Cameron Cites Record Subsea, Drilling Business Backlog in 3Q
Cameron reported net income of $166.3 million, or $0.73 per diluted share, for the quarter ended September 30, 2008, compared with net income of $150.7 million, or $0.65 per diluted share, for the third quarter of 2007. The third quarter 2007 results included a gain of $19.8 million, or $0.09 per share, related to the favorable resolution of certain tax matters. Excluding that gain, the Company's earnings were $0.56 per diluted share for the third quarter of 2007.
Total revenues were $1,504.7 million for the quarter, up 27 percent from 2007's $1,186.2 million, while income before income taxes was $247.4 million, up 24 percent from the $198.9 million of a year ago. Cameron President and Chief Executive Officer Jack B. Moore noted that the year-over-year increases reflect double-digit earnings increases in all three business groups, led by the longer-cycle drilling and subsea businesses.
Record Orders in Subsea and Drilling Businesses Drive Backlog to New High
Orders received during the third quarter of 2008 totaled $2,611.8 million, almost double (up 97 percent) the $1,329.0 million of a year ago, driven primarily by continued strength in the drilling and subsea markets.
"The $850 million booking for the initial phase of BP's Block 31 development offshore West Africa marked the largest single order in Cameron's history, and resulted in subsea orders totaling nearly $1 billion in the quarter. This, coupled with a record level of drilling orders, resulted in Drilling & Production Systems (DPS) posting the highest quarterly orders in its history at $1.95 billion," Moore said. "In addition, Valves & Measurement (V&M) recorded its highest orders quarter to date, with each of its business lines reaching new highs." Moore said
Cameron's total orders exceeded revenues for the sixteenth consecutive quarter, and he noted that the Company's $6.37 billion in total orders for the first nine months of the year already far exceeds 2007's full- year
total of $5.38 billion.
At September 30, 2008, the Company's backlog totaled $6.15 billion, up 18 percent from the $5.22 billion level at the end of the second quarter, and up 49 percent from the year-ago level of $4.13 billion.
Cash Flow Reinvested in New Facilities, Acquisitions, Share Repurchases
Moore said that Cameron's cash flow from operations totaled $512.7 million through the first nine months of 2008, compared with $167.6 million for the same period of 2007. "Year-to-date capital expenditures total
$160.4 million, compared with $161.2 million for the 2007 period, and our current estimate for full-year spending is about $260 million," he noted.

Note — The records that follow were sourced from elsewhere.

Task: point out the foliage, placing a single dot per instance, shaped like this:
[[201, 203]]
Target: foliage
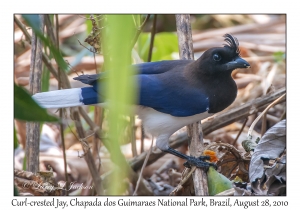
[[165, 44]]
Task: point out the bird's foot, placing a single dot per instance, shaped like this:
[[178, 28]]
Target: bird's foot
[[199, 162]]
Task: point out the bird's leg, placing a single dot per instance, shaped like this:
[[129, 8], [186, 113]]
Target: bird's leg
[[192, 161]]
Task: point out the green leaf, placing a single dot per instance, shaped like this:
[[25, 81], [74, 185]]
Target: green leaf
[[25, 108], [16, 142], [217, 182]]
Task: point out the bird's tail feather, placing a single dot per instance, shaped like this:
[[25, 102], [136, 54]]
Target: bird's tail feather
[[59, 98]]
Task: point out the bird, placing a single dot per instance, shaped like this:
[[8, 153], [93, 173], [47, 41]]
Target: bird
[[171, 93]]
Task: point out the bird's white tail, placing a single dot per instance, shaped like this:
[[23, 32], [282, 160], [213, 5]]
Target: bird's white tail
[[59, 98]]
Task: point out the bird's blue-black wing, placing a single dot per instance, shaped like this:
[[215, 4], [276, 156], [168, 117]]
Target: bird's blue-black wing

"We will have spent approximately $40 million this year on our new Romanian surface equipment plant, which should begin operations before year-end, and we will invest about $14 million this year on the continuing expansion of our subsea facility in Malaysia."
Moore also noted that through the end of the third quarter, the Company had spent approximately $98 million on acquisitions and expects to close the $85 million purchase of KB Industries, a blowout preventer manufacturer, during the fourth quarter. In addition, Moore said that Cameron repurchased 1.4 million shares of its common stock during the quarter at an average price of $43.86 per share, and has spent more than $215 million on share repurchases through the first nine months of the year.
Moore said that Cameron's financial health remains solid. "At September 30, 2008, the cash and cash equivalents on our balance sheet totaled more than $1.43 billion, and exceeded our total debt by $24.2 million," he said. "With this cash on hand, amounts available under our revolver and our expected strong level of future operating cash flow, we will be able to take advantage of opportunities in this uncertain environment."
"Based on our current backlog and activity levels, we expect Cameron's earnings for the fourth quarter of 2008 to be in the range of $0.74 to $0.76 per share, which would result in full-year earnings of approximately $2.67 to $2.69 per share," Moore said. "The primary factors affecting these expectations will be our customers' spending, particularly on our shorter-cycle product lines, and our ability to execute on current project business
and effectively manage costs."
Moore noted that the above figures do not include an expected charge of approximately $0.09 per share related to the completion of the previously announced termination of the Company's U.S. pension plans. "This non-cash, pre-tax charge of approximately $31.0 million will represent the final settlement of the Company's pension obligations under our U.S. plans," Moore said.